|
||||||
Yolanda Pulecio, mère de l'ex candidate présidentielle Ingrid Betancourt, kidnappée depuis février 2002 par la guérilla des Forces Armées Révolutionnaires de la Colombie (FARC), a demandé aujourd'hui au président de Colombie, Álvaro Uribe, de ne pas tenter un sauvetage militaire des otages de ce groupe insurgé.
Pulecio a rejeté les affirmations attribuées au ministre de l'Intérieur et de la Justice, Sabas Pretelt, qui avait déclaré que si la guérilla n'acceptait pas de dialoguer pour libérer les kidnappés, le Gouvernement tenterait de les libérer par la force.
La mère d'Ingrid a rejeté, au moyen d'un communiqué, « un sauvetage à feu et à sang» et a indiqué que « l'unique moyen pour libérer les kidnappés est un accord humanitaire ».
« Aucun Gouvernement ne peut assurer qu'avec un sauvetage par le sang et par le feu les kidnappés retourneront vivants à la maison. C'est pourquoi, une fois de plus, comme à de multiples occasions, nous nous opposons comme famille à ce que Ingrid soit libérée d'une manière qui n'offre pas de garanties », a-t-elle déclaré à la station de radio locale « RCN Radio ».
La semaine passée, les FARC ont rejeté une nouvelle offre du Gouvernement pour tenir des conversations pour la libération des kidnappés dans la caserne de Bolo Azul , à Pradera (Vallée), et ont insisté sur le fait que pour accepter un dialogue, l'Exécutif devait démilitariser pendant 30 jours, outre Pradera, la localité de Florida.

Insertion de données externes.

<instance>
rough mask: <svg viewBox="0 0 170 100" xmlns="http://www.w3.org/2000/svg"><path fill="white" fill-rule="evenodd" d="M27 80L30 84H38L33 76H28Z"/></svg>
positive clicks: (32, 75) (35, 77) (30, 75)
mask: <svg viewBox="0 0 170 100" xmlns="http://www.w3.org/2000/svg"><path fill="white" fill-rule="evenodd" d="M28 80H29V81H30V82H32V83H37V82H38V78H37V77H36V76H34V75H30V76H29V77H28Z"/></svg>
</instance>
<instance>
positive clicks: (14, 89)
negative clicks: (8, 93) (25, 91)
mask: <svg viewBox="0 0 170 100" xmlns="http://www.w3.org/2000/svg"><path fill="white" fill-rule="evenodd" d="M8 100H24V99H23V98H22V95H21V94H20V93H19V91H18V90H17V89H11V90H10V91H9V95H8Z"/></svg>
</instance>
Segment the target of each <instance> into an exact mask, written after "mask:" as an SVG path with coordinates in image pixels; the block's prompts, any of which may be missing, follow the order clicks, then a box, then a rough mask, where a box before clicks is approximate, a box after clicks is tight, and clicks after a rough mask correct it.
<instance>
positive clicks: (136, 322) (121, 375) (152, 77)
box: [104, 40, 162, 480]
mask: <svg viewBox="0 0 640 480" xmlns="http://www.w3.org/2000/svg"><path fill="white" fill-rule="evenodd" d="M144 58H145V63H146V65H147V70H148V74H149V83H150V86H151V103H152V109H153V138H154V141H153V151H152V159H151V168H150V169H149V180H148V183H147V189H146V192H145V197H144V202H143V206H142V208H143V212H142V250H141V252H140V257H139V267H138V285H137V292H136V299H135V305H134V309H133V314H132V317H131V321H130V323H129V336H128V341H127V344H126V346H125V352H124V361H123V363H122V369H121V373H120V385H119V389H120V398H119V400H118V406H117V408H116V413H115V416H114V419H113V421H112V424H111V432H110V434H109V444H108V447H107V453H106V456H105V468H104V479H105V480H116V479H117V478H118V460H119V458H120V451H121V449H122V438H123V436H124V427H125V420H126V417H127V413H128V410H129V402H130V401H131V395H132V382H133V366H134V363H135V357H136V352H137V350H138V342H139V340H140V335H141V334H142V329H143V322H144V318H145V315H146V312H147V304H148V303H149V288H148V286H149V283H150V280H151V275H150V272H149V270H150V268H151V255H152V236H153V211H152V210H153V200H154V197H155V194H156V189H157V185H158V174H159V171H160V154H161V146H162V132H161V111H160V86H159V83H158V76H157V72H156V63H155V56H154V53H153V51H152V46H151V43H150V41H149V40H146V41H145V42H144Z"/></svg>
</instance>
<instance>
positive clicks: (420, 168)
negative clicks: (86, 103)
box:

En réponse, le ministre Pretelt a soutenu que le Gouvernement « ne renoncerait pas à les libérer ».
Pulecio a affirmé que « le sauvetage par le sang et le feu est une roulette russe, où le seul gagnant serait le président Uribe, parce que s'ils sont libérés vivants ce sera un succès, et si Ingrid meurt, on dira que c'est la guérilla qui l'a tuée, et cela enlèvera une fois pour toutes le "caillou dans la chaussure".
L'ex sénatrice Betancourt, 43 ans, fait partie du groupe de 59 politiciens, soldats et policiers kidnappés durant les sept dernières années par les FARC. La dirigeante du parti Vert Oxygène, qui a aussi la nationalité française, a été kidnappé le 23 février 2002 dans la forêt du département du Caquetá, trois jours après que les négociations de paix entre l'Exécutif et le groupe insurgé soient rompues.
Le FARC l'ont incluse dans la liste de « échangeables» qu'ils veulent échanger contre quelque 500 insurgés emprisonnés, si on obtient un accord humanitaire. Sa libération a été demandée par les partis verts de nombreux pays et par le président de la France, Jacques Chirac, tandis que plus de 1.400 localités en France, en Italie et dans d'autres pays lui ont accordé la citoyenneté honorifique.
Parmi les kidnappés des FARC il y a six ex parlementaires, douze ex députés du département de la Vallée, un ex ministre, un ex gouverneur et trois contractants américains.